As the White House threatens to veto the multi-billion-dollar farm bill, the House-Senate conference committee is nearing approval of the legislation that includes a provision to close the so-called “Enron Loophole,” which has for years exempted large electronic trading platforms from the oversight of the Commodity Futures Trading Commission (CFTC).

House and Senate conferees adopted the provision, offered by Sens. Dianne Feinstein (D-CA), Carl Levin (D-MI) and Olympia Snowe (R-ME), last Thursday. The proposal is part of the of the CFTC Reauthorization Act of 2008, which was folded into the mammoth farm bill.

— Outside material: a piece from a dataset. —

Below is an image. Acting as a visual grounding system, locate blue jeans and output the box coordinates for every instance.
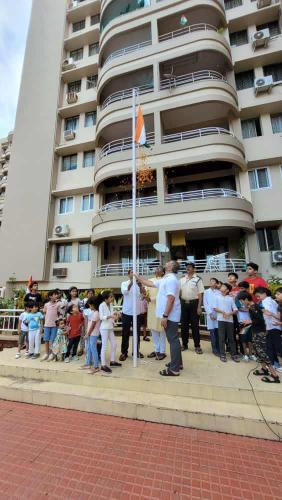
[85,335,99,368]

The measure would eliminate the “Enron Loophole” to the Commodity Exchange Act, which has allowed electronic energy trading platforms to avoid the full oversight of the CFTC. It would bring the Atlanta-based IntercontinentalExchange trading platform and others under the same regulation as the New York Mercantile Exchange (Nymex).

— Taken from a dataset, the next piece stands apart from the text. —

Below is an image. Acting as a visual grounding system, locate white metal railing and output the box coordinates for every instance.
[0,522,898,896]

Specifically, the measure would boost federal oversight authority to detect and prevent manipulation and to limit speculation in U.S. electronic energy markets. It would increase transparency, create an audit trail, impose firm speculation limits and establish stiff financial penalties in cases of market manipulation and excessive speculation.

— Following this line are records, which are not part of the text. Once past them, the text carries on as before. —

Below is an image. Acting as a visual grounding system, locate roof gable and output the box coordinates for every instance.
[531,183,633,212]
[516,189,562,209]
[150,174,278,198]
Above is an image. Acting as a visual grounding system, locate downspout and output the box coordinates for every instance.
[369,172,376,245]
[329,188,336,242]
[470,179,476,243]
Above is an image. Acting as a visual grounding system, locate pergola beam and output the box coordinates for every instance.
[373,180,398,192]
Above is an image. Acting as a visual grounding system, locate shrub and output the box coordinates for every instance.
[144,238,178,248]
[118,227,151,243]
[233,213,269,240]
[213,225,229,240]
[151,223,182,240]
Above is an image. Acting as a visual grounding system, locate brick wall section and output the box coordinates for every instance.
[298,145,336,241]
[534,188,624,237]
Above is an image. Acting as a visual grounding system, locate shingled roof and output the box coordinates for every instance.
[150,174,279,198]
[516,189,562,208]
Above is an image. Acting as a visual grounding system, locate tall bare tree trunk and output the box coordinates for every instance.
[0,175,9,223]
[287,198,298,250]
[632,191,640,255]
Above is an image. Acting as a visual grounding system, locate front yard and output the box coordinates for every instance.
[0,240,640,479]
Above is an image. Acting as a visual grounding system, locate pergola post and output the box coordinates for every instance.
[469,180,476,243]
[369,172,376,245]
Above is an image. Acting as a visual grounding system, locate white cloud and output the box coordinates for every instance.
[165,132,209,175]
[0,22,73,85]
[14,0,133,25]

The overall farm bill conference report still needs to be finalized. Staff for the Senate and House agriculture committees and conferees are continuing to work through the remaining few issues, as well as seek official budget scoring from the Congressional Budget Office, according to Senate Agriculture Chairman Tom Harkin (D-IA). The completed legislation will have to be approved by both the Senate and House before being sent to the White House.

“This bill puts all significant energy trades on electronic platforms within the regulatory confines of the CFTC and will impose limits on the size of traders’ positions to prevent excessive speculation,” Feinstein said.

“It also ensures that there is an audit trail and imposes record-keeping requirements, and forces electronic exchanges to monitor trading behavior and prevent manipulation,” she noted. “This is especially important given that the price of oil has hit a record high of $120 per barrel…and natural gas prices are at an average of $12/Mcf, roughly twice as high as they were 10 years ago.”

Feinstein noted that this has been a long fight for her. She has been trying to pass legislation to heighten the CFTC oversight of electronic energy trading exchanges since 2002 (see Daily GPI, July 11, 2002). She and her colleagues were successful this time because the tide appears to have shifted in the wake of charges against failed hedge fund Amaranth Advisors LLC and Energy Transfer Partners for attempted manipulation of natural gas markets (see Daily GPI, July 26, 2007). In addition, “suddenly you got a major business force on our side” — Nymex and ICE — Levin said last year.

Under the proposal, the CFTC would require electronic exchanges to provide strict oversight of contracts that are significant in determining commodity market prices, similar to what currently takes place on regulated markets like Nymex. It would require electronic energy exchanges to monitor trading to deter manipulation and price distortion, collect information on trading activity, supply large trader reports to the CFTC, and publish price, trading volume and other trading data on a daily basis.

The CFTC will review all electronic contracts to identify which are significant in determining market prices and should be regulated, Feinstein said. Factors to be considered include whether the contract is traded in significant volumes; whether the contract is used by traders to help determine the price of subsequent contracts; and whether the contract is equivalent to a regulated contract and used the same way by traders.